Introduction
In practice, consumer protection laws are designed to protect both the consumer and the business against fraud and unfair competition. However, the proposed one-way contract favors the business against contractual liabilities leaving out the customer. The purpose of this article is to investigate the regime of one-way contracts between the customer and the business, which binds the consumers to the business and not the other way (Ben-Shahar, 2012). The study has revealed that existing contracts are disguised as one and not two-way contracts (Harris Jr, 2006). Redesigning the consumer protection laws for better contracts is possible.
Summary
Ben-Shahar (2010) provides a detailed review of one-way contracts that are enforceable against the customer and not the business. Ben-Shahar (2010) notes that consumer-to business contracts are characteristically designed with bad pro-business and difficult to enforce and expensive pro-consumer terms. The existing gaps eventually end up as deterrence to criminal law. Consumer Protection Acts (CPA) do not guarantee direct compensation to consumers but guarantee a significant level of protection through private attorneys.

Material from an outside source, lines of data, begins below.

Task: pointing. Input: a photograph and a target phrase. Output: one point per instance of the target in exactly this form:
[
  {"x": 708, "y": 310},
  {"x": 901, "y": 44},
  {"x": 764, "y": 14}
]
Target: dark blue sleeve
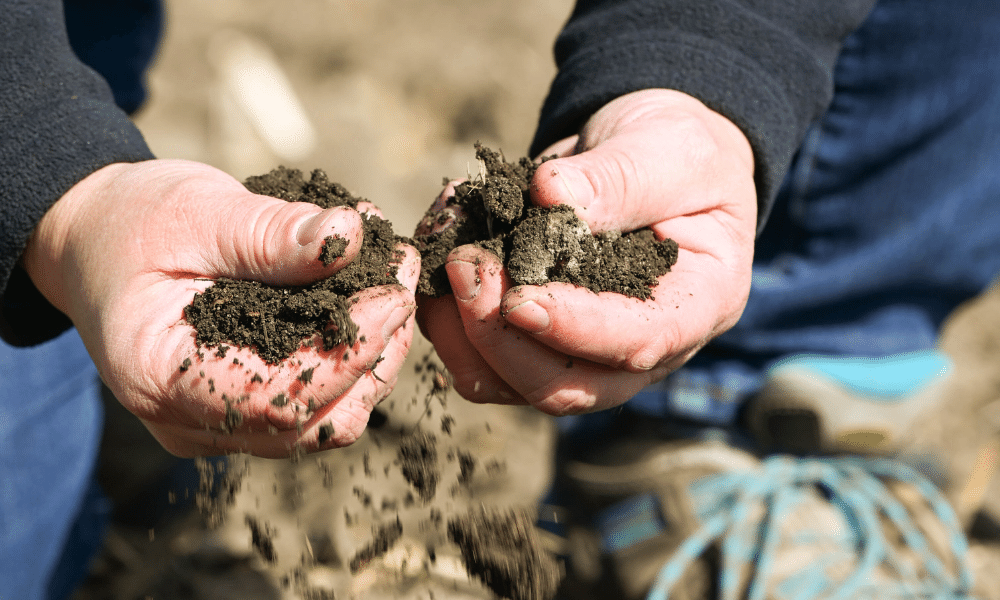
[
  {"x": 765, "y": 65},
  {"x": 59, "y": 123},
  {"x": 118, "y": 39}
]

CPAs have proved to be effective as well as being the source of diverse and frivolous suits. Perceptions of one-way contracts that are enforceable by one party emerge. Ben-Shahar (2010) argues that consumer-oriented contract remedies do not apply in this case, but a business can resort to legal remedies if the customer fails to honor the contract. Consumer-oriented contracts allow both parties to rewrite and redesign the laws and terms of engagement between them.
Literature review
Ben-Shahar (2010) accurately depicts a situation where businesses are not subject to legal liabilities when a breach of contract between the customer and the business occurs. A one-way contract enforceable only against the consumers defines the paradigm which Ben-Shahar (2010) proposes to be a better way of protecting the customers. According to Ben-Shahar and Logue (2012), the traditional reasons for establishing a binding contract between the customer and the business are to protect both parties.
However, Wang (2008) notes that disputes arise if businesses craft contracts that fail to account for the rights because they lack legal backing. According to Wright (2012), contract laws are designed to protect consumers based on a fair relationship between both contracting both parties. Wright (2012) provides the basic definition of fair treatment from the perspective of the areas of marketing such as product policy, pricing, marketing communication, distribution, and privacy issues.
Wright (2012) argues that traditional contracts are designed to ensure consumer protection due to product flaws such as hidden defects, excessive pricing, consumer irrationality, standardization, safety issues, and negative externalities. This is a widely accepted and applied approach to consumer protection based on the general principles of consumer protections established under the law in many countries including the USA and China (Harris Jr, 2006).
However, Ben-Shahar and Logue (2012) dismiss the veracity argument on the consumer protection law by asserting that laws fail because of inherent weaknesses that enable businesses to exploit customers and evade liability. However, the discourse fails to show how emphasis can be placed on consumer-oriented contract remedies, which in practice can be achieved by invoking criminal or tort laws to protect the consumer. Here, the critical aspect is to distinctly define the points of demarcation between the customer and the business to enforce a state of fairness.
References
Ben-Shahar, O., & Logue, K. D. (2012). Outsourcing Regulation: How Insurance Reduces Moral Hazard. Michigan Law Review, 1(1), 197-248.
Ben-Shahar, O. (2010). One-Way Contracts: Consumer Protection without Law. European Review of Contract Law, 6(3), 221-249.
Harris Jr, H. S. (2006). Making of an Antitrust Law: The Pending Anti-Monopoly Law of the People’s Republic of China, The. Chi. J. Int’l L., 7 (1), 169.
Wang, X. (2008). Highlights of China’s new anti-monopoly law. Antitrust Law Journal, 75(1), 133-150.
Wright, J. D. (2012). The Antitrust/Consumer Protection Paradox: Two Policies at War with Each Other. Yale Law Journal, Forthcoming, 1(1), 12-45.